Whatever his methods, Stanley developed a signature sound. “Nobody has that old-fashioned, real big, fat, Earl Bostic sound anymore,” says rockabilly stalwart Billy Hancock, a friend for 43 years and the last performing member of the Saxtons. “Most of the sax players these days…they go for a sweeter, higher [sound]. His was the big-brass-balls sound.”

Chris Hall, who manages Chick Hall’s Surf Club—the Bladensburg roadhouse where Stanley played a regular gig for the last few years—recalls that his mother was a fan of Bill Black’s Combo.
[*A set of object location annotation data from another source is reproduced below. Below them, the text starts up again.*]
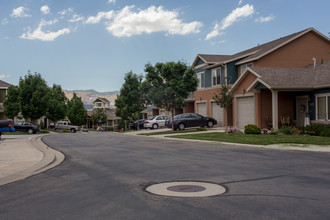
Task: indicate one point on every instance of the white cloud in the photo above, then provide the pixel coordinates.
(76, 18)
(233, 17)
(44, 36)
(65, 11)
(127, 23)
(101, 15)
(3, 76)
(4, 21)
(19, 12)
(45, 9)
(265, 19)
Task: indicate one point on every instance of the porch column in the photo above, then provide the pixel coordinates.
(275, 108)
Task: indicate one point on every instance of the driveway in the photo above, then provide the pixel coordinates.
(104, 176)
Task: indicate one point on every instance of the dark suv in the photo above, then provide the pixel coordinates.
(186, 120)
(26, 126)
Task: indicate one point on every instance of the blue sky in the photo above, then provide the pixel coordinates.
(91, 44)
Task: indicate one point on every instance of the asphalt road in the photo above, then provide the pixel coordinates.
(104, 176)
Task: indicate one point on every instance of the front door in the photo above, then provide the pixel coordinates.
(301, 110)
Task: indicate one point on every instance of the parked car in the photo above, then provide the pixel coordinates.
(61, 125)
(26, 126)
(156, 121)
(186, 120)
(134, 124)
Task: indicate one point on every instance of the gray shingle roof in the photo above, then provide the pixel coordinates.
(294, 78)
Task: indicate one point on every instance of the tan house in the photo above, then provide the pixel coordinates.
(255, 102)
(112, 119)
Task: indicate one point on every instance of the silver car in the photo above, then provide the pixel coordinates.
(156, 121)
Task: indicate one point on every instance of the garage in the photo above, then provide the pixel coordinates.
(201, 108)
(217, 113)
(245, 111)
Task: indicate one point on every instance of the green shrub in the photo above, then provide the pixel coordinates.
(325, 132)
(288, 130)
(201, 129)
(252, 129)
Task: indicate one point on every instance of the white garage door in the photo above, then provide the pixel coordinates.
(217, 113)
(245, 111)
(201, 108)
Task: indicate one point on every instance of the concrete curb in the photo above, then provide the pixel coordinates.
(51, 158)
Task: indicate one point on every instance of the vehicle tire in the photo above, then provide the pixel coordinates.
(181, 126)
(210, 124)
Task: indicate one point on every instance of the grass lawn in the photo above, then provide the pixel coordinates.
(257, 139)
(169, 132)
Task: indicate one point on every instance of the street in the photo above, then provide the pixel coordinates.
(104, 176)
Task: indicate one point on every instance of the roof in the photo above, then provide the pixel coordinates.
(109, 112)
(4, 84)
(259, 51)
(295, 78)
(102, 99)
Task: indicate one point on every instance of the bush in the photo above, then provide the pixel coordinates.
(288, 130)
(252, 129)
(325, 132)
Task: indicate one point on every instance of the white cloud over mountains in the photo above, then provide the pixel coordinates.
(19, 12)
(128, 22)
(234, 16)
(39, 34)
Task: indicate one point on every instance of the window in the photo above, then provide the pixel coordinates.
(245, 66)
(201, 79)
(218, 77)
(323, 107)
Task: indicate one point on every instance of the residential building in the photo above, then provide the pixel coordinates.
(254, 75)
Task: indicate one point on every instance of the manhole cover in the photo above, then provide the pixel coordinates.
(186, 189)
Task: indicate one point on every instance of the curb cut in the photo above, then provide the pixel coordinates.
(51, 159)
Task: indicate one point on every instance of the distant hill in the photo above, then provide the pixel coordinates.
(89, 96)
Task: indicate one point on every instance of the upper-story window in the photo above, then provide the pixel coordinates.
(218, 77)
(201, 79)
(323, 107)
(245, 66)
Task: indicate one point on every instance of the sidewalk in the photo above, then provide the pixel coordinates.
(24, 155)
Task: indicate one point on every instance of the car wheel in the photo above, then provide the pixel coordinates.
(210, 124)
(181, 126)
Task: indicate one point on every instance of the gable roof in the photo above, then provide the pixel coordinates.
(259, 51)
(102, 100)
(307, 78)
(3, 84)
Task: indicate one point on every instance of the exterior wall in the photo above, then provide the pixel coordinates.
(298, 53)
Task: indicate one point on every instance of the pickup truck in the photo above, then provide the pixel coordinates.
(64, 125)
(6, 126)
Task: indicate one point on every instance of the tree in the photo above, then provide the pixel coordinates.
(224, 99)
(56, 104)
(76, 112)
(99, 116)
(34, 95)
(12, 104)
(130, 101)
(169, 84)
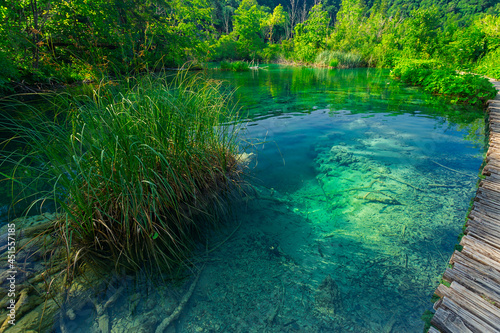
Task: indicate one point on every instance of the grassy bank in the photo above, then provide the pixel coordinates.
(137, 170)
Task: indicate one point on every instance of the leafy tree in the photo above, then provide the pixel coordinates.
(278, 18)
(248, 20)
(310, 36)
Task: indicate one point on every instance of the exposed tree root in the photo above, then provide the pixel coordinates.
(167, 321)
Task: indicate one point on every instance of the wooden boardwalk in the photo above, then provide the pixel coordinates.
(472, 302)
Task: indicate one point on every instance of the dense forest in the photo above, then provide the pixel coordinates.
(47, 42)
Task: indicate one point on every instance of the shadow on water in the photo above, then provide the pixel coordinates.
(361, 188)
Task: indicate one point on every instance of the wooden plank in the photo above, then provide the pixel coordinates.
(484, 226)
(471, 321)
(484, 237)
(478, 307)
(486, 193)
(477, 215)
(449, 322)
(485, 223)
(474, 282)
(488, 271)
(480, 247)
(480, 258)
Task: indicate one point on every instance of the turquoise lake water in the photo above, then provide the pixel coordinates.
(360, 190)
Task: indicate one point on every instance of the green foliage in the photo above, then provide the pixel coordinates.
(226, 47)
(237, 66)
(135, 172)
(248, 20)
(421, 33)
(271, 52)
(310, 36)
(436, 78)
(339, 59)
(8, 72)
(277, 18)
(490, 65)
(240, 66)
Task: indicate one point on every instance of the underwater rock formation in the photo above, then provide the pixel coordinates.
(328, 297)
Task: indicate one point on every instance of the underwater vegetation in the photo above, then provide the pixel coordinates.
(136, 171)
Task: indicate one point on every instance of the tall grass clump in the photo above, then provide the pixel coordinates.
(136, 173)
(339, 59)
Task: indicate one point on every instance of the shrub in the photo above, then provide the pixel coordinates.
(136, 174)
(338, 59)
(240, 66)
(8, 72)
(489, 65)
(434, 77)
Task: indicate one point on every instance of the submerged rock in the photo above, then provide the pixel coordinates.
(328, 297)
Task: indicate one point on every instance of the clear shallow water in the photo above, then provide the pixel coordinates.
(361, 189)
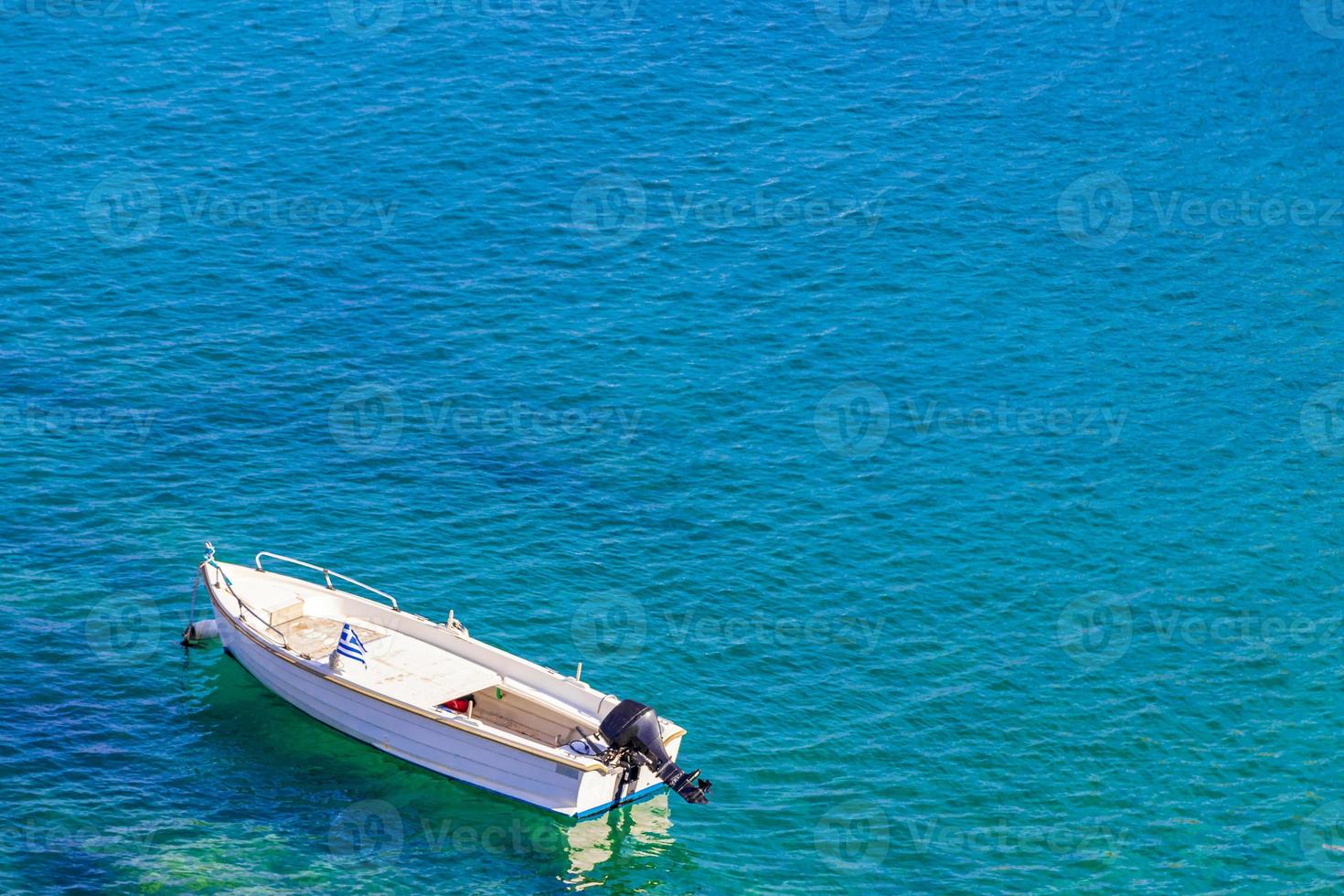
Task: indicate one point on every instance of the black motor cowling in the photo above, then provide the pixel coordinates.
(632, 730)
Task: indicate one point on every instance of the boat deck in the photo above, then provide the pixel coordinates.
(400, 667)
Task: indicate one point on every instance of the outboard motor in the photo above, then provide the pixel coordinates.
(636, 739)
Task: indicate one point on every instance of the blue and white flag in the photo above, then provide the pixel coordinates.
(351, 646)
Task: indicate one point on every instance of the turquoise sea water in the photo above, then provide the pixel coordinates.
(933, 407)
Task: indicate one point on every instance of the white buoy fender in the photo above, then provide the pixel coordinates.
(202, 630)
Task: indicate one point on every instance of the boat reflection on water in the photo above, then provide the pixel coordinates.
(641, 829)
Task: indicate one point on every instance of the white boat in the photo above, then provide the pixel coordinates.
(434, 696)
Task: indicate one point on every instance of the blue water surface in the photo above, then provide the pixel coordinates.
(934, 406)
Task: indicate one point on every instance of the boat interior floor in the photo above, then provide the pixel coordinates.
(425, 676)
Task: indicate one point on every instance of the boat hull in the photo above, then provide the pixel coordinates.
(423, 739)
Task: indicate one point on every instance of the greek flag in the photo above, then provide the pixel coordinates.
(351, 646)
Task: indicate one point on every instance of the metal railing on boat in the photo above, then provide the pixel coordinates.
(326, 574)
(223, 579)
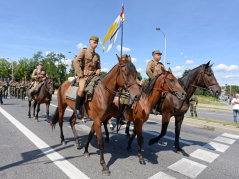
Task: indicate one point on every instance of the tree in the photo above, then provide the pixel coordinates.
(186, 72)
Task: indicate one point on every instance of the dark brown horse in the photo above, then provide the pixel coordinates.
(43, 96)
(201, 77)
(162, 84)
(121, 75)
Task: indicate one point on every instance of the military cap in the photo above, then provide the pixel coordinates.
(125, 56)
(95, 38)
(41, 63)
(156, 52)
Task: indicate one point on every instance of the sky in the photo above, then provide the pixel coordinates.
(197, 31)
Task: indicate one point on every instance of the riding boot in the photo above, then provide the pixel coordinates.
(79, 101)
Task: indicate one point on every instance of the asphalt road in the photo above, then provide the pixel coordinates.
(33, 150)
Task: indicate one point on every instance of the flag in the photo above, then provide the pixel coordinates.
(113, 31)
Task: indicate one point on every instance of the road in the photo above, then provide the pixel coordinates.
(33, 150)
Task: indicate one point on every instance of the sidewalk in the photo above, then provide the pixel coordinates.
(203, 124)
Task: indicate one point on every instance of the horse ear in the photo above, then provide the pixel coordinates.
(120, 60)
(163, 70)
(170, 70)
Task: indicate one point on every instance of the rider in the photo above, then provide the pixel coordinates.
(39, 75)
(86, 63)
(153, 70)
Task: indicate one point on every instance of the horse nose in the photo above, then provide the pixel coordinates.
(136, 98)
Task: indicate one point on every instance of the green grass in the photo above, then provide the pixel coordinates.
(210, 120)
(209, 100)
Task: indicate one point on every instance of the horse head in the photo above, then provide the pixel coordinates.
(50, 85)
(208, 80)
(127, 78)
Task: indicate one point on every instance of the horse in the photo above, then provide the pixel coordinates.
(43, 96)
(156, 88)
(122, 75)
(200, 77)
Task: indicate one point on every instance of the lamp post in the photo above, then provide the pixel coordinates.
(164, 46)
(75, 56)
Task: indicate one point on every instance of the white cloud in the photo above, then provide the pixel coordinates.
(81, 45)
(105, 70)
(178, 68)
(189, 62)
(140, 70)
(124, 49)
(47, 52)
(225, 68)
(133, 60)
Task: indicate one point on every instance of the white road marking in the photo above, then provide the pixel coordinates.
(230, 135)
(216, 146)
(187, 167)
(161, 175)
(69, 169)
(224, 140)
(204, 155)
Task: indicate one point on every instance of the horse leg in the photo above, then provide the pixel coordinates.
(98, 131)
(127, 129)
(178, 124)
(47, 113)
(61, 114)
(72, 123)
(29, 111)
(38, 109)
(131, 140)
(138, 126)
(91, 134)
(165, 122)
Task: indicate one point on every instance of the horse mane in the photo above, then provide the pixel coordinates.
(147, 90)
(187, 79)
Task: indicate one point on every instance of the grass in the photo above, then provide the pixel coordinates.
(210, 120)
(209, 100)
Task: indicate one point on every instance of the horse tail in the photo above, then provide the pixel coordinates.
(55, 118)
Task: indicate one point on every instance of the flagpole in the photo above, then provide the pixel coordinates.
(122, 31)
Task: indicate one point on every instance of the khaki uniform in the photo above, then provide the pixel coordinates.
(154, 68)
(192, 101)
(86, 62)
(38, 74)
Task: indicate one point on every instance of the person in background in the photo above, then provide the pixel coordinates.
(235, 103)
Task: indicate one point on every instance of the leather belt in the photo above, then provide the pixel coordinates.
(88, 68)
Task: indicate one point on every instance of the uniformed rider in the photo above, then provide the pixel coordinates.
(86, 63)
(153, 70)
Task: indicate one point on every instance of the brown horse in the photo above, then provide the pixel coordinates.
(121, 75)
(44, 96)
(162, 84)
(201, 77)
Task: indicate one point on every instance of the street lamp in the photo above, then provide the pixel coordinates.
(164, 45)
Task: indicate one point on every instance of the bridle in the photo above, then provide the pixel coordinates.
(205, 81)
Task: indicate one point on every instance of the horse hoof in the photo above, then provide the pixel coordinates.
(86, 154)
(77, 146)
(129, 149)
(142, 162)
(106, 172)
(107, 139)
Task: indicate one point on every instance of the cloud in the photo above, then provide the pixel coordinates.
(225, 68)
(81, 45)
(124, 49)
(133, 60)
(140, 70)
(178, 68)
(105, 70)
(47, 52)
(188, 62)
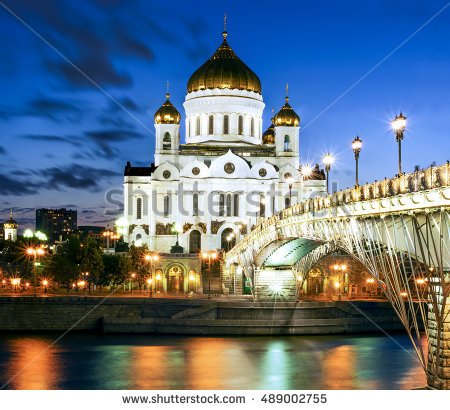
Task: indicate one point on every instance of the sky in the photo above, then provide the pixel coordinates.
(80, 82)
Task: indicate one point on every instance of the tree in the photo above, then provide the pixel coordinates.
(138, 264)
(115, 272)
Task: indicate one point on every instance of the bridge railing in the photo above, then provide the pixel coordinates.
(417, 181)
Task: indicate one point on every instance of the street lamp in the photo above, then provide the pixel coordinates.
(36, 253)
(328, 160)
(209, 256)
(306, 171)
(290, 181)
(356, 146)
(45, 284)
(399, 126)
(152, 258)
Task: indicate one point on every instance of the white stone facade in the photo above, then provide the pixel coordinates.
(220, 182)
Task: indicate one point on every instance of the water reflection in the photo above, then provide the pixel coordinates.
(164, 362)
(32, 364)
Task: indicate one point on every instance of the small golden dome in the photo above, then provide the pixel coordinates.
(287, 117)
(10, 223)
(167, 114)
(224, 70)
(269, 134)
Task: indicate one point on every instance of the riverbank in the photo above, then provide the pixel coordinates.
(194, 316)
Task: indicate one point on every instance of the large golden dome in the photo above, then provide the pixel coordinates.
(287, 117)
(167, 113)
(224, 70)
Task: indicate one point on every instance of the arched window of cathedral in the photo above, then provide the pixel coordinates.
(287, 202)
(167, 141)
(195, 204)
(241, 125)
(228, 204)
(236, 205)
(287, 143)
(195, 242)
(166, 205)
(226, 124)
(197, 126)
(139, 208)
(221, 205)
(227, 239)
(262, 206)
(211, 125)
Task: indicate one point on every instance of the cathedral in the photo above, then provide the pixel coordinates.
(228, 175)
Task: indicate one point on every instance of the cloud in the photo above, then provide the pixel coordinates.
(105, 138)
(52, 139)
(53, 109)
(19, 187)
(76, 176)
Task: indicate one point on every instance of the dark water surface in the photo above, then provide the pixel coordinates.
(80, 361)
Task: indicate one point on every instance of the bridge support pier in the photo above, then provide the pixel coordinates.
(438, 367)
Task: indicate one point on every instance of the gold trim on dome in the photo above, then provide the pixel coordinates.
(224, 70)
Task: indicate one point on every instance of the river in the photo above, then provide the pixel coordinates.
(86, 361)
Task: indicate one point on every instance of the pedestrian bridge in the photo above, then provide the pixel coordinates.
(398, 228)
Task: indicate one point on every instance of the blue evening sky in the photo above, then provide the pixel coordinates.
(64, 142)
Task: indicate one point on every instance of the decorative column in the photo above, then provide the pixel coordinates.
(438, 367)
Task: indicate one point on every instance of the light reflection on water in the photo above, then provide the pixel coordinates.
(175, 362)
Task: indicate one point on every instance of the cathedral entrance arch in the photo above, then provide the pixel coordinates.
(195, 241)
(175, 278)
(314, 284)
(227, 239)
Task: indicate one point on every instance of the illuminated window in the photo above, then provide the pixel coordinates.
(167, 141)
(229, 205)
(287, 143)
(166, 205)
(195, 242)
(222, 205)
(262, 206)
(197, 126)
(226, 124)
(139, 208)
(236, 205)
(241, 125)
(211, 125)
(195, 204)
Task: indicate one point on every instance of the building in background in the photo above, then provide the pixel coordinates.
(57, 224)
(91, 231)
(10, 228)
(210, 191)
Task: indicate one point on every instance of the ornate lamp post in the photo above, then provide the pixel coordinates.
(328, 160)
(356, 146)
(152, 259)
(209, 256)
(399, 126)
(36, 253)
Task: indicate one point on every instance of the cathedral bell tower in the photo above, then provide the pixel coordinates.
(167, 127)
(287, 131)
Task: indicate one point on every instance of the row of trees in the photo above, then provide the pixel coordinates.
(71, 260)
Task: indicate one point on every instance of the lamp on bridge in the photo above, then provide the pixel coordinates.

Tired of hearing her family rave about “’this guy Joe,’” Hall recalls, she asked, “’Is he as good as the sax player in Bill Black’s Combo?’” When Chris told his mother that the two sax players were, in fact, the same person, he says, she responded, “’Oh, well, then he’s pretty good.’” (Stanley took over the Combo after Black’s death in ’65.)

“All of the staff loved Joe,” says a longtime Surf Club bartender who gave her name as Lori. “He will be sorely missed. We are all just heartbroken.”

Previti agrees. “With him gone—we just seem to be losing one of the pillars of our whole scene,” he says. “He was one of the people you gather around, you know?”